December 14, 2017

A la surprise générale, l’arrêté qui fixe le nombre d’étudiants en audioprothèse pour la rentrée 2017 prévoit l’ouverture de 30 places à l’université de Rouen, qui accueillerait ainsi la 8ème école d’audioprothèse. Le Collège national conteste les modalités de création de cette nouvelle formation.

 

Chaque ouverture d’une nouvelle école d’audioprothèse doit faire l’objet d’une habilitation donnée par les ministères de l’Education nationale et de la Santé, qui se prononcent sur la base d’un dossier détaillé remis par l’université. Celui-ci doit notamment mentionner les lieux où seront effectués les stages, en services hospitaliers et en centres audio. « L’agrément pour les maîtres de stage doit être validé par une commission comptant un représentant du Collège et un représentant du syndicat. Or, ni l’un ni l’autre n’ont été informé de ce projet.
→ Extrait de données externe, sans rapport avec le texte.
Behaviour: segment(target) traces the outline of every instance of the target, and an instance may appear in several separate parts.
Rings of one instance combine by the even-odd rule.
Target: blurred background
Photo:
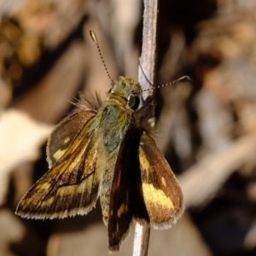
[[[79,92],[102,100],[113,79],[137,78],[143,1],[0,0],[0,255],[108,255],[100,207],[27,220],[17,203],[48,170],[47,137]],[[256,255],[256,2],[161,0],[157,143],[186,212],[152,230],[148,255]],[[131,255],[131,236],[114,255]]]

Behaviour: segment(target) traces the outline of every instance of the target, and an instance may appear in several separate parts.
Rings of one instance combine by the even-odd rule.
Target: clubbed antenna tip
[[[106,66],[106,63],[105,63],[104,58],[102,56],[102,51],[101,51],[101,49],[100,49],[100,45],[99,45],[99,43],[98,43],[98,40],[97,40],[97,37],[96,37],[95,32],[93,32],[92,30],[90,30],[90,36],[91,40],[94,42],[94,44],[96,44],[96,48],[98,49],[98,52],[99,52],[99,55],[101,56],[102,61],[103,63],[104,68],[106,70],[107,75],[108,75],[108,79],[111,80],[111,84],[113,84],[113,80],[112,79],[112,78],[111,78],[111,76],[109,74],[109,72],[108,70],[108,67]]]

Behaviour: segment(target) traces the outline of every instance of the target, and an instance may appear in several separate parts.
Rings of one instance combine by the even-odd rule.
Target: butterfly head
[[[109,96],[119,96],[128,102],[129,107],[136,110],[139,105],[139,95],[142,87],[139,83],[127,77],[119,77],[109,90]]]

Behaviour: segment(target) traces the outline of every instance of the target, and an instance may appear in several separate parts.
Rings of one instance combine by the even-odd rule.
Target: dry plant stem
[[[144,0],[143,49],[138,71],[138,81],[143,89],[154,84],[156,62],[158,0]],[[143,93],[146,99],[153,91]],[[154,113],[152,113],[152,115]],[[137,223],[133,242],[133,256],[147,256],[150,236],[150,227]]]

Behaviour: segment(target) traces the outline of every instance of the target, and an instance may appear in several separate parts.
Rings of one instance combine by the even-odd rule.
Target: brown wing
[[[96,114],[88,109],[74,113],[56,125],[47,144],[47,160],[49,168],[63,155],[79,131]]]
[[[25,218],[53,218],[86,214],[98,197],[96,131],[87,122],[55,165],[20,201],[16,213]]]
[[[155,229],[167,229],[183,213],[182,190],[164,155],[146,132],[140,140],[139,160],[150,224]]]
[[[110,194],[108,224],[109,251],[119,249],[134,218],[148,222],[142,196],[139,139],[139,131],[128,131],[119,152]]]

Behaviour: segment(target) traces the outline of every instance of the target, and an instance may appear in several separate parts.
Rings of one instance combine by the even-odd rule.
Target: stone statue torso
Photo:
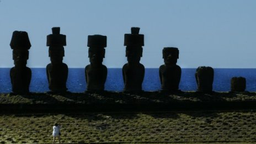
[[[106,67],[103,65],[95,67],[87,65],[85,68],[87,90],[103,90],[107,73]]]
[[[162,89],[178,90],[182,73],[182,70],[179,66],[168,67],[163,65],[160,66],[159,72]]]
[[[31,72],[30,68],[12,67],[10,70],[12,90],[14,93],[29,93]]]
[[[128,63],[122,67],[125,90],[141,90],[144,79],[145,67],[142,64],[131,66]]]
[[[53,91],[66,91],[68,68],[64,63],[53,65],[49,63],[46,66],[46,73],[49,83],[49,89]]]

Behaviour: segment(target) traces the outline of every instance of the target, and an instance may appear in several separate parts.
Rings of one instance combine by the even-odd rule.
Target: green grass
[[[0,115],[0,143],[256,142],[256,112],[179,111]]]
La liste des terrains de stage qui a dû être intégrée au dossier d’habilitation est selon nous une liste fantôme », nous a expliqué François Le Her, secrétaire général du CNA.

 

Le Collège a ainsi décidé de lancer un recours auprès du médiateur de l’éducation nationale et de l’enseignement supérieur : « Il examinera dans un premier temps nos contestations pour avoir les réponses à nos interrogations. Le médiateur peut récupérer le dossier d’habilitation et questionner l’université », déclare François Le Her. Outre le sujet des terrains de stage, le CNA souhaiterait connaître les responsables des unités d’enseignement d’audiologie et d’audioprothèse, qui doivent être eux aussi mentionnés dans le dossier d’habilitation.

 

« Le CNA ne conteste pas la création de 30 nouvelles places, si cela est justifié par les besoins. Mais, si l’on étudie la région, c’est Lille qui devrait accueillir une nouvelle formation, pas Rouen », commente François Le Her. Selon nos informations, les étudiants seraient en effet accueillis dans un institut à proximité d’Evreux (qui forme déjà des ergothérapeutes et des masseurs-kinésithérapeutes), dont la zone est, selon le Collège, déjà couverte par l’école de Fougères.